Luis Suarez, one of the league’s outstanding strikers and Liverpool’s talisman, was described rather aptly by Spurs boss Villas-Boas as a creator of riots, but at White Hart Lane the Uruguayan delivered more of a sit-in protest than the balaclava-wearing, flare-wielding, window-smashing pandemonium that Liverpool required.

The former Ajax forward had one of the worst goals to shots ratios in the league last year (8.6%) and though he leads the division’s scoring charts this season, his chance conversion rate has increased by just 4.4% (by way of comparison, Papiss Cisse boasted a goal to shots rate of 33.3% last term).

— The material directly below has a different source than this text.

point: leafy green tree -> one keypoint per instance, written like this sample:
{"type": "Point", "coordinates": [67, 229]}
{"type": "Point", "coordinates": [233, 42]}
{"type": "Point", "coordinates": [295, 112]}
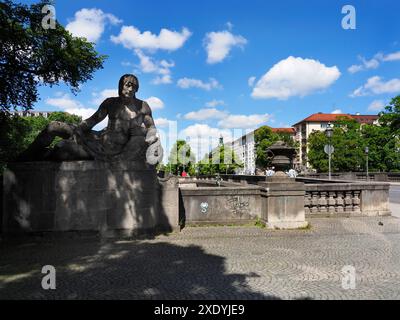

Suarez, like Liverpool as a whole, lack composure in front of goal and desperately require a wide player of Bale’s ilk who can contribute goals from the flank. Raheem Sterling has shown outstanding promise, but isn’t yet a consistent threat or a reliable source of goals, while Rodgers has deployed a full-back, Jose Enrique, on the opposite wing.

The Reds’ Northern Irish manager could take a leaf out of his successor at Swansea Michael Laudrup’s book, who has evolved (though Rodgers might argue regressed) the Welsh side’s play, making them more direct, more attack-minded, and removing the negative possession Rodgers is so fond of.

While the Liverpool boss fascinates, obsesses even, over Liverpool’s ball retention at the expense of a more direct assault on goal and, importantly, three points, Villas-Boas has taken a more pragmatic approach, tailoring his side to suit their greatest weapon: Gareth Bale. Now the biggest task facing Spurs is holding onto him.